Le 13 septembre, les Suédois étaient appelés à renouveler leur parlement (ainsi que leurs conseils locaux). 80% des électeurs se sont rendus aux urnes – soit environ 4 points de moins qu’en 2022 – mais les résultats sont si serrés qu’il faudra sans doute attendre pour savoir qui dirigera le pays.
Un des principaux enjeux du scrutin était de départager le « bloc de droite » qui détenait la majorité sortante, du « bloc de gauche » qui espérait revenir au pouvoir. Ce dernier semble finalement gagner avec une très légère avance de trois députés. Et ce, malgré le score calamiteux du Parti social-démocrate qui en constitue la principale formation. Avec 28,1%, celui-ci perd 2,3 points et obtient ainsi son pire score depuis l’avènement du suffrage universel dans le Royaume… en 1911.
En revanche la Parti de gauche (souvent classé « gauche radicale ») fête ses 8,2%, un progrès de 1,5 point et son meilleur score depuis 2002, tandis que les Verts passent de 5,1% à 6,1%. Enfin, le Parti du centre reste stable à 7,1% (+ 0,4 point).
Dans la camp d’en face, les Modérés (conservateurs) du premier ministre sortant, Ulf Kristersson (photo, au centre), obtiennent 19,9% (+0,8 point). Les chrétiens-démocrates rassemblent 6,2% (+ 0,9 point) tandis que les Libéraux passent de 4,6% à 5,4%. Le bloc de droite a vanté ses résultats économiques : baisse de l’inflation, mais aussi mise en œuvre des réformes qui lui a valu le déblocage par la Commission européenne de la dernière tranche du fonds de relance bruxellois.
Mais la surprise vient des Démocrates de Suède (DS) – un parti classé à l’extrême droite, dont les adversaires rappellent les lointaines origines néo-nazies. Le résultat des DS était l’autre enjeu du scrutin car ceux-ci avaient fait le choix, en 2022, de soutenir le gouvernement, mais sans y participer. Cette configuration était issue d’un accord « de soutien et de coopération » qui avait fait couler beaucoup d’encre à l’époque.

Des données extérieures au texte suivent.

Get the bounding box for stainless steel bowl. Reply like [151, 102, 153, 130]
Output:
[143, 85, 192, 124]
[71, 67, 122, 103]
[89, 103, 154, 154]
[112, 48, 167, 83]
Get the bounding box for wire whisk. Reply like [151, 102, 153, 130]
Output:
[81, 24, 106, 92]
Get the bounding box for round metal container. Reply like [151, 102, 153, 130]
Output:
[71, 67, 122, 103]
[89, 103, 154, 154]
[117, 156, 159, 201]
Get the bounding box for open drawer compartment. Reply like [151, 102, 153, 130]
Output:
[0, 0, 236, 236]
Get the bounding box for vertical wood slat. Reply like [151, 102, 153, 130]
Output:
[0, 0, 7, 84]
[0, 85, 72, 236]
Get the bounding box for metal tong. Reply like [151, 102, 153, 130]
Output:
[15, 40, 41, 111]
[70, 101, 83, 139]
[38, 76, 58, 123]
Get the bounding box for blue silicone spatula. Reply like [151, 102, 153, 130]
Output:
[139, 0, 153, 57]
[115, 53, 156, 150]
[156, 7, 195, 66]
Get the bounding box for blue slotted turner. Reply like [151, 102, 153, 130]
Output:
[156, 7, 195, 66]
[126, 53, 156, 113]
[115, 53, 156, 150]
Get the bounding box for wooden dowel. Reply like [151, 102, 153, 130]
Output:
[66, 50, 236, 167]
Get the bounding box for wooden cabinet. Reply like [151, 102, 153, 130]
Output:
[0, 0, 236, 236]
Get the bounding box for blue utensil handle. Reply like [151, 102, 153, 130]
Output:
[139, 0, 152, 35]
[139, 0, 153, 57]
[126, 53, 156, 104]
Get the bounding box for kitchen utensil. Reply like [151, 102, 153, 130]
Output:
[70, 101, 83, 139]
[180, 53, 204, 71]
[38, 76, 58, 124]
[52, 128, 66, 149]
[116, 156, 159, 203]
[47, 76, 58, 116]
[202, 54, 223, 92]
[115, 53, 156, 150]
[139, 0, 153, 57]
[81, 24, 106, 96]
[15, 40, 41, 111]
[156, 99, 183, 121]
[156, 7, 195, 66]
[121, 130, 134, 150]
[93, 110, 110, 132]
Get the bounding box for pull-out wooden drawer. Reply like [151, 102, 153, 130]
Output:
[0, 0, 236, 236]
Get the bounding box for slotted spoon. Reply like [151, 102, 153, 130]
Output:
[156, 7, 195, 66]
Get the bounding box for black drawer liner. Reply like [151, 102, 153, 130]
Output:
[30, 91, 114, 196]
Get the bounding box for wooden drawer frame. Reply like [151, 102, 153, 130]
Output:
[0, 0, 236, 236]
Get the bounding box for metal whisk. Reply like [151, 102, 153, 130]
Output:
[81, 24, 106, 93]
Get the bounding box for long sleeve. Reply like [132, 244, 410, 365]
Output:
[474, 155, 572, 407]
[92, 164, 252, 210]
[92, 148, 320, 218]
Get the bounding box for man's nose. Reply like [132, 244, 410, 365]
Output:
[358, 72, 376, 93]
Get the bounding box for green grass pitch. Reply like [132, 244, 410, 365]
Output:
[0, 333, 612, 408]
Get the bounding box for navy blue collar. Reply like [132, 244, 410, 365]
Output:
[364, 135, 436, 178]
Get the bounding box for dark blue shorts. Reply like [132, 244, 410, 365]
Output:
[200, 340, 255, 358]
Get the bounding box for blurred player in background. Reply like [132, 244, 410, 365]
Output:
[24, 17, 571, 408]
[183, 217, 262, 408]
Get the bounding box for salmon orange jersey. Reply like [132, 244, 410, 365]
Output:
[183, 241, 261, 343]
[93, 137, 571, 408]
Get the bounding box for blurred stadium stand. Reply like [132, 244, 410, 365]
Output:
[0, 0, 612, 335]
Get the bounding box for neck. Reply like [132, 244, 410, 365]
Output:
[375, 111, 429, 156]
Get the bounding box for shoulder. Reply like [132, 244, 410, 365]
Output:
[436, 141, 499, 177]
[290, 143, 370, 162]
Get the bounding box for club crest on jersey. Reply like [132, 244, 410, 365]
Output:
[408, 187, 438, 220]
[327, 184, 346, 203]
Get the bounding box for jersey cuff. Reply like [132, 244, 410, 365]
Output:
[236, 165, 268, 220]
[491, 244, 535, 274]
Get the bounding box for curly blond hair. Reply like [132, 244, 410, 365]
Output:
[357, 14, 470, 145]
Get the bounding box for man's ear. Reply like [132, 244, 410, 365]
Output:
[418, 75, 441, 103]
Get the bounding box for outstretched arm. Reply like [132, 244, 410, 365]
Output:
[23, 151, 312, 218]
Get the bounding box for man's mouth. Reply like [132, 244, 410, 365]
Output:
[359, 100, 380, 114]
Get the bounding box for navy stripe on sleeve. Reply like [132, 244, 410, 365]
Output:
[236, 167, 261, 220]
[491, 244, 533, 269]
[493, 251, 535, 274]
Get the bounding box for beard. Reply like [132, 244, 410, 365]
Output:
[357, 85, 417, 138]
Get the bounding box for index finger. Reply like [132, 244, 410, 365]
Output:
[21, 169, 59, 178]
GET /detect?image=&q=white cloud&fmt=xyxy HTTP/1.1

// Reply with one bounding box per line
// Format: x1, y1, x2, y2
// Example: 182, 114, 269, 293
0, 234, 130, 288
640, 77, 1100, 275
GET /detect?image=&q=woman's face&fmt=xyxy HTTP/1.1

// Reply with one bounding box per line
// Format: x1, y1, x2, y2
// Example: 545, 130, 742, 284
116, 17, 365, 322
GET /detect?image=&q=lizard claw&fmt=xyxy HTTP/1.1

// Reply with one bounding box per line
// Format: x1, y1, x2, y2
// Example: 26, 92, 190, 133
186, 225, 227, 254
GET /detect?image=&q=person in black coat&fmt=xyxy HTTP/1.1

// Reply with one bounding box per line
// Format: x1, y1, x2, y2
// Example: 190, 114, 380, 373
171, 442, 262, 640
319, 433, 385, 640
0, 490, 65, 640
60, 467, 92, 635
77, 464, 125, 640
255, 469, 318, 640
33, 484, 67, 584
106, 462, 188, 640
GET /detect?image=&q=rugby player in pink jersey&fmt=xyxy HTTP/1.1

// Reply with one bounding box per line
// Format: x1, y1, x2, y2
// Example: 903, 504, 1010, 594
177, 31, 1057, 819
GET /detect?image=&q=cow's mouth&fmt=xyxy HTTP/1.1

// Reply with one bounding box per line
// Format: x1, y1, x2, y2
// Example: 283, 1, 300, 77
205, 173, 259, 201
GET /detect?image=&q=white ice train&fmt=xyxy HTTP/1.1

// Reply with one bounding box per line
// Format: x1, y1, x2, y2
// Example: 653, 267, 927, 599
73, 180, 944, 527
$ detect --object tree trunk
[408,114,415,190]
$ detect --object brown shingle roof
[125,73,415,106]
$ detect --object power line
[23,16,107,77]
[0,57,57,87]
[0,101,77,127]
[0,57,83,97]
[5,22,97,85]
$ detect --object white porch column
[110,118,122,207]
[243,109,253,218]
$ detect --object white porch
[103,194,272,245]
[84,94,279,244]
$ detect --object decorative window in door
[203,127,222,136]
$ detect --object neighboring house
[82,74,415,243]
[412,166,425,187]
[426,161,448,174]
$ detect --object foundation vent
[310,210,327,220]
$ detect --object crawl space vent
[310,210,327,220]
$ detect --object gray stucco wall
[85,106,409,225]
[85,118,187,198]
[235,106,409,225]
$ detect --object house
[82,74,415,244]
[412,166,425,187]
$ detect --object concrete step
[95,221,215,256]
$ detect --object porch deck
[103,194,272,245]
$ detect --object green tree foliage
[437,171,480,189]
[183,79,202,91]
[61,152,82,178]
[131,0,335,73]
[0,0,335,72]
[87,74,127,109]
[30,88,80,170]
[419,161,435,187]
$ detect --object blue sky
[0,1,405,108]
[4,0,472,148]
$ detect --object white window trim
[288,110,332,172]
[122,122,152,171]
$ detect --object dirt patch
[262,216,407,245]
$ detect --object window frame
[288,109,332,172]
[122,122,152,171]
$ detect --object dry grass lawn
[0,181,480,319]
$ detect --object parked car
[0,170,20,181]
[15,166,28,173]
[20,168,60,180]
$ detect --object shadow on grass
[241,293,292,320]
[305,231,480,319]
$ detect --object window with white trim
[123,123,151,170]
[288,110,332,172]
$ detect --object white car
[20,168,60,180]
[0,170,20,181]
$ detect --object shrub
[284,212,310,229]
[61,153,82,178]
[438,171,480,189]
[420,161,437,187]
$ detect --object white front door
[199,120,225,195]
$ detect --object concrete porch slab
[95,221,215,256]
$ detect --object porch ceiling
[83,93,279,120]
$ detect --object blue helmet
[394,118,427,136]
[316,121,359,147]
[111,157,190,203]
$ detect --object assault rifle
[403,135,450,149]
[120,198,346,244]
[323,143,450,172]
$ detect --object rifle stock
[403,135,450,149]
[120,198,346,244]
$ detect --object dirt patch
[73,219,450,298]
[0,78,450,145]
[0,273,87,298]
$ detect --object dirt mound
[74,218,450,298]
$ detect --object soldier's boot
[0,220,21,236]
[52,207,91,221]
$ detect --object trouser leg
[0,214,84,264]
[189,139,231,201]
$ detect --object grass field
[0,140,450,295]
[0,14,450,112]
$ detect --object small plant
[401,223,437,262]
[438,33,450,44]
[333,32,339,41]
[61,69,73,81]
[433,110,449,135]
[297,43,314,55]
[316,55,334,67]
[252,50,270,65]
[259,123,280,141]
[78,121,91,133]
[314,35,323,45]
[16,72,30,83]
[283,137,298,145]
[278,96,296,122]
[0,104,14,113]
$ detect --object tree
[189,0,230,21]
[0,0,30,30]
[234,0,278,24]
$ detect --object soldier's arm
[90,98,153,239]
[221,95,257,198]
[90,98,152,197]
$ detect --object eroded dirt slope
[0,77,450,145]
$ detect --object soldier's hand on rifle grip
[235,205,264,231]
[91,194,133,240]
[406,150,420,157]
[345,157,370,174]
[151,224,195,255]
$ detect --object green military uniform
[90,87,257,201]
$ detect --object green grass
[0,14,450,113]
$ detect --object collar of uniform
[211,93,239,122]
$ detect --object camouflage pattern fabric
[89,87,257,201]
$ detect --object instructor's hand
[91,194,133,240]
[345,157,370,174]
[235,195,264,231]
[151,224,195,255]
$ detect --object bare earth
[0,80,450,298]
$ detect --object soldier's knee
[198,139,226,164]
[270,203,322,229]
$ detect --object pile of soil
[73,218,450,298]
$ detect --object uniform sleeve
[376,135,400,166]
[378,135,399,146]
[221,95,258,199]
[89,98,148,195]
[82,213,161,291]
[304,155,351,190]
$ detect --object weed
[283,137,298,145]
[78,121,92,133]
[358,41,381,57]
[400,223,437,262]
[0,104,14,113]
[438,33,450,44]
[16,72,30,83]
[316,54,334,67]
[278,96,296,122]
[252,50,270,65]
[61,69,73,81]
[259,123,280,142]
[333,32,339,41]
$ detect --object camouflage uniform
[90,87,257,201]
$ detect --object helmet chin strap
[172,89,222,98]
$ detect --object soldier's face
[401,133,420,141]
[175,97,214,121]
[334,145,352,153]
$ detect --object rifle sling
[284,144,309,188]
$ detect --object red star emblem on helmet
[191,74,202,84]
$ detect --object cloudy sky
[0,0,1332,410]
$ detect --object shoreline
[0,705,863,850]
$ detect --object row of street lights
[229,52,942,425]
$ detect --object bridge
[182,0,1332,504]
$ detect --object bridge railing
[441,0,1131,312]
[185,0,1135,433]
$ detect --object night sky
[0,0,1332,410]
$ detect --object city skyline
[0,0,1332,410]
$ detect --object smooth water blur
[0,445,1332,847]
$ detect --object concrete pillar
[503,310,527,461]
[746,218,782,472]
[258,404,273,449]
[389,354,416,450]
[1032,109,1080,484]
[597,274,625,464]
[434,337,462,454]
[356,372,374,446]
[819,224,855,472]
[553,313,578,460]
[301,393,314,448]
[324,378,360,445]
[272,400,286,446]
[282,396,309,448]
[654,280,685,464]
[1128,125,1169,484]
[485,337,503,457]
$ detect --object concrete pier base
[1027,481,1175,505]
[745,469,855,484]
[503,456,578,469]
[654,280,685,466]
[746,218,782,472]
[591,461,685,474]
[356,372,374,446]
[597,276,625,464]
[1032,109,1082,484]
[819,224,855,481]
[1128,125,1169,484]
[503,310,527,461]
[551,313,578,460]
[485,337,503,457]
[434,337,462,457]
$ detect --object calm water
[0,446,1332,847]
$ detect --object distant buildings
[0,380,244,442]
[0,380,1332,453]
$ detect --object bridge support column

Car longtemps, la droite classique avait déployé ce qu’elle qualifiait de « cordon sanitaire » pour interdire toute alliance avec les DS. En 2019 cependant, cette stratégie a commencé à évoluer, lorsque les partis de droite ont constaté qu’ils seraient arithmétiquement condamnés à rester dans l’opposition faute d’alliance avec un parti qui, depuis 2010, grimpait de scrutin en scrutin, notamment en prônant des mesures restrictives en matière d’immigration et d’asile.
Pour ce présent scrutin, les DS, qui s’étaient efforcés de lisser leur image jusqu’à présent, ont radicalisé leur discours, tout en annonçant leur volonté, cette fois, d’obtenir des postes ministériels importants. Une exigence que les Modérés, de même que les Chrétiens-démocrates, avaient acceptée. Même les Libéraux, qui avaient longtemps défendu le « cordon sanitaire », avaient, lors des derniers mois de campagne, donné leur feu vert.
En accordant aux DS, conduits par leur leader Jimmie Akesson, 17,6% des voix, soit une chute de 3 points par rapport à 2022, les électeurs en ont décidé autrement, puisque cette baisse plombe l’ensemble de la coalition de droite. Il est possible que certains électeurs aient choisi tactiquement de quitter les DS au profit des Libéraux pour s’assurer que ces deniers franchissent la barre des 4% en deçà de laquelle ils auraient été éliminés du Parlement, avec à la clé le renvoi assuré du bloc de droite dans l’opposition.